I read the first 7 books of R. A. Salvatore's Drizzt books (Homeland to Legacy) when I was a teenager. I loved the idea of dark elves, and especially loved the exotic look - black skin and white hair (which is part of why Storm's my favourite X-Men character). At the time, when I started planning my own fantasy novel, it never occurred to me that they might be considered 1) racist or 2) copyright of TSR (now Wizard's of the Coast). I just thought they were cool.

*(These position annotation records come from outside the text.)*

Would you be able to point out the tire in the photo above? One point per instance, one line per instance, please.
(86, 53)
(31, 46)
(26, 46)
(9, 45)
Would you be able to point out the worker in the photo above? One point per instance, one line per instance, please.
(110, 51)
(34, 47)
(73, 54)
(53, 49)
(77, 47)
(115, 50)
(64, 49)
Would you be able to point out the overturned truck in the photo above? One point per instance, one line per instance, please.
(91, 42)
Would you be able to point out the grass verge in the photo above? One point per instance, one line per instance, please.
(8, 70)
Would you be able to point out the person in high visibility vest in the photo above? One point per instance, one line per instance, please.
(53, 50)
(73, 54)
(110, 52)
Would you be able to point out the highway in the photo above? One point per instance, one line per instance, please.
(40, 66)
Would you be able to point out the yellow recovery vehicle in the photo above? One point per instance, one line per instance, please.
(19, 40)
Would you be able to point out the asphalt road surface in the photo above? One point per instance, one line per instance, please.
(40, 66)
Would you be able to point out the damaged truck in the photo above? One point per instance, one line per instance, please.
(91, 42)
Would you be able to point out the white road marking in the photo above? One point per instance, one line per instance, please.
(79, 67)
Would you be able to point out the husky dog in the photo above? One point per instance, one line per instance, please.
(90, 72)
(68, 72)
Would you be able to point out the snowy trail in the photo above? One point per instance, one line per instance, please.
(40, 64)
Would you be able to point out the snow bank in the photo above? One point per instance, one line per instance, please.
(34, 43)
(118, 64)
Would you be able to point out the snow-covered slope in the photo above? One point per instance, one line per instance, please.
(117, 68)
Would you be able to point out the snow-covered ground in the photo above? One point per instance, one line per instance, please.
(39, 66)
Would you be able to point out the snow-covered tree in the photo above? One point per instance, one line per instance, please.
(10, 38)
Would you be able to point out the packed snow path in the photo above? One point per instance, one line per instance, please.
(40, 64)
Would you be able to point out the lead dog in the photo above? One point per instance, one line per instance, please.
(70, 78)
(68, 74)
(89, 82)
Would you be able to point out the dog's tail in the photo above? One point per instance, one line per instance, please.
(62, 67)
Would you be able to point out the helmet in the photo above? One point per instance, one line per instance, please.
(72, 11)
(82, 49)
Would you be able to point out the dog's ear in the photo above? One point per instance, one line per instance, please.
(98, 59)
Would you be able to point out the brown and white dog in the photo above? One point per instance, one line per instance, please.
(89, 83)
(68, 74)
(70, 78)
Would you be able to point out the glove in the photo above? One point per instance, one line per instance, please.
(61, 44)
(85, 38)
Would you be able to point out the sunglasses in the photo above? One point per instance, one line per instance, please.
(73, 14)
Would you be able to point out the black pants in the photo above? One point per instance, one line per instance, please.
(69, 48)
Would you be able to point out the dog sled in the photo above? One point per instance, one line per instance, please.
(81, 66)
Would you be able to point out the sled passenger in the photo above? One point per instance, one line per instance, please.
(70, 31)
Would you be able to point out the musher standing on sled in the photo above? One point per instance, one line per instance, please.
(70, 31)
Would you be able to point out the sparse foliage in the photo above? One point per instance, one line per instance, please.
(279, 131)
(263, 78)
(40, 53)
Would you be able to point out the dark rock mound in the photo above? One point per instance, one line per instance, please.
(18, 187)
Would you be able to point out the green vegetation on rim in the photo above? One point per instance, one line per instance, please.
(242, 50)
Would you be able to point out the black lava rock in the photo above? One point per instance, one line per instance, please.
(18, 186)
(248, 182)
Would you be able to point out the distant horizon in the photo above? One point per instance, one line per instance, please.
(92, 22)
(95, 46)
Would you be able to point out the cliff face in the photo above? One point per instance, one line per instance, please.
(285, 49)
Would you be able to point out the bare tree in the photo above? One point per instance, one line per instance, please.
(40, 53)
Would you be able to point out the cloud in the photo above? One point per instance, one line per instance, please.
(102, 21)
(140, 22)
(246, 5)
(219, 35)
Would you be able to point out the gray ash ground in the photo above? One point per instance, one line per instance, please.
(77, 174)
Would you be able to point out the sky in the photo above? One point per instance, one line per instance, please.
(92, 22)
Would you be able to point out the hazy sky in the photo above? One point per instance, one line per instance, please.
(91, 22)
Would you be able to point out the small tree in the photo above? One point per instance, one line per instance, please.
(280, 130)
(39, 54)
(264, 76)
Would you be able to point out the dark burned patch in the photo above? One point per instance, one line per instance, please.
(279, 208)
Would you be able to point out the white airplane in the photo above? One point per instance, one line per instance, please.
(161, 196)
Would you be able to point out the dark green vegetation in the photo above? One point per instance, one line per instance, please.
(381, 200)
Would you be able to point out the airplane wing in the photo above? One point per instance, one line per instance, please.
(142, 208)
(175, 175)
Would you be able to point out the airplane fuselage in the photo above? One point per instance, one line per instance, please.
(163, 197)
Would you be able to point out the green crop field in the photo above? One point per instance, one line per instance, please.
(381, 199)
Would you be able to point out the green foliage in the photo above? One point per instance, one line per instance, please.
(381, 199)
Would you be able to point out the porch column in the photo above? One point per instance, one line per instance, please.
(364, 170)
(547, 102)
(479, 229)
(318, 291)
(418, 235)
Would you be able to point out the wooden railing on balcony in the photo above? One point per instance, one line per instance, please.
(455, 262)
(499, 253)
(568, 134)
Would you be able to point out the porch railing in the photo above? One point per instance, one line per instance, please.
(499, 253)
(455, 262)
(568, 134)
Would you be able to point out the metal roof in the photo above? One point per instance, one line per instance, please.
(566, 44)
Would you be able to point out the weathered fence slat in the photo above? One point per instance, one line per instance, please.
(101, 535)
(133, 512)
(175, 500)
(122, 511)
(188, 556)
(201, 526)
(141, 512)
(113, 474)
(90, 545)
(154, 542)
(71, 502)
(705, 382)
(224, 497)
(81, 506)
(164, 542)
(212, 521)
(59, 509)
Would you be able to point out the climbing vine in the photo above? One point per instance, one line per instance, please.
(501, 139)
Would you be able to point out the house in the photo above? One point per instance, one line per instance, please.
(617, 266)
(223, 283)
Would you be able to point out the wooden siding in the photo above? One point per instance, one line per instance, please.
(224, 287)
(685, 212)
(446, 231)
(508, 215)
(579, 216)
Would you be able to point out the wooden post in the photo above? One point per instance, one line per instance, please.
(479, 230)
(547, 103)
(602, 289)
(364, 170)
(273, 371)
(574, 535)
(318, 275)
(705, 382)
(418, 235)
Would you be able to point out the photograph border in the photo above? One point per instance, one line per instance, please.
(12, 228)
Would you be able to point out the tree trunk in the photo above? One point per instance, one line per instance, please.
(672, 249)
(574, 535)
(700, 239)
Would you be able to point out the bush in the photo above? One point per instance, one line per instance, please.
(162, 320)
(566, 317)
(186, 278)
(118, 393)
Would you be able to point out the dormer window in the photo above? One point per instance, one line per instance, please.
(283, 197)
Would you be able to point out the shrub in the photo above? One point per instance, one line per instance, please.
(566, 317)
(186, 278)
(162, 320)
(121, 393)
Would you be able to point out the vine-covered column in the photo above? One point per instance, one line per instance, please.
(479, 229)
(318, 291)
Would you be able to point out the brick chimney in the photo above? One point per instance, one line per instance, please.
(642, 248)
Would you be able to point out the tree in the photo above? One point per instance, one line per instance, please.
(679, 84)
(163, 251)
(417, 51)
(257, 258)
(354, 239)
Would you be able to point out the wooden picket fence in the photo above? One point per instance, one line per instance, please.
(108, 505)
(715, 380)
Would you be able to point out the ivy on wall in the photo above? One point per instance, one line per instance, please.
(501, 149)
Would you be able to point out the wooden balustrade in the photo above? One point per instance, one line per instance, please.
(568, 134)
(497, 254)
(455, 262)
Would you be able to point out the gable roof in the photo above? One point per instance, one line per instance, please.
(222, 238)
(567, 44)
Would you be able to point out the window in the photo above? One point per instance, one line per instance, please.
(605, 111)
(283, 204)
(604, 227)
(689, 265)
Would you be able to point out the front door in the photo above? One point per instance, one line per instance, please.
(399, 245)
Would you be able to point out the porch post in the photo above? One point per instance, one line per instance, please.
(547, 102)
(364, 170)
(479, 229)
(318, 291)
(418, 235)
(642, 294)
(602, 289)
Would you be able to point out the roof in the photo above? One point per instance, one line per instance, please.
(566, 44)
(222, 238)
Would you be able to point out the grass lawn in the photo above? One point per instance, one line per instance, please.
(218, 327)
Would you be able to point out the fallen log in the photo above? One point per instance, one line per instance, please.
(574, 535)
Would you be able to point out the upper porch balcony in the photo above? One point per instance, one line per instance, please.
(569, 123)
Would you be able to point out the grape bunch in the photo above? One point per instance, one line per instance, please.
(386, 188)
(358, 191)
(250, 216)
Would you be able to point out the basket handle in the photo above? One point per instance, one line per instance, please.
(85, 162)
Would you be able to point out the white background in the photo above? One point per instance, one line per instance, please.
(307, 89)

Skip ahead through university and I realized I not only had to explain how my protagonist became the only black elf in my fantasy world (as I decided not to do a race), but also modify the look so it wouldn't be considered plagiarism. I'd never considered using the name 'Drow', but the look for a dark elf is pretty obviously their own. The first was easy - I split my humans into light and dark skinned, depending on where they lived. As for my dark elf, I made his colouration due to a potion gone wrong, and modified the look enough that it's now my own idea. Problem solved.
Recently while shelving I came across this book: Demons Not Included by Cheyenne McCray. Apparently she also liked the idea of the Drow as she made her character a half-drow. I checked the wikipedia listing for drow to find out if Dungeons & Dragons (the basis for Forgotten Realms) had cribbed it from history and therefore it is fare game to anyone wanting to use it (like dragons, elves, etc.). Turns out the word 'drow' is of Scots origin and more commonly written 'trow' or 'troll'. It referred to 'dark spirits' or a race of elves that lived underground and were good at working metal.
Everything about them, from their look to their society, was created by Gary Gygax and Dave Arneson, who co-created Dungeons & Dragons, and later writers for the game and books.
So my question is, is it right for another author to crib off of someone else's work in a situation like this, where the creature has become part of the public consciousness for the genre? Could an author use Thestrals in their novel, which unlike many of the creatures Rowling used in Harry Potter, were original creations of hers? Or should Drow be considered intellectual property of WotC and unusable by other authors until the death +70 years rule has passed? I'd lean towards the latter myself. I think it would be annoying to spend a lot of time and effort creating something and then find others using my work as background so they don't have to do the same.
I'm interested in hearing your thoughts on this matter.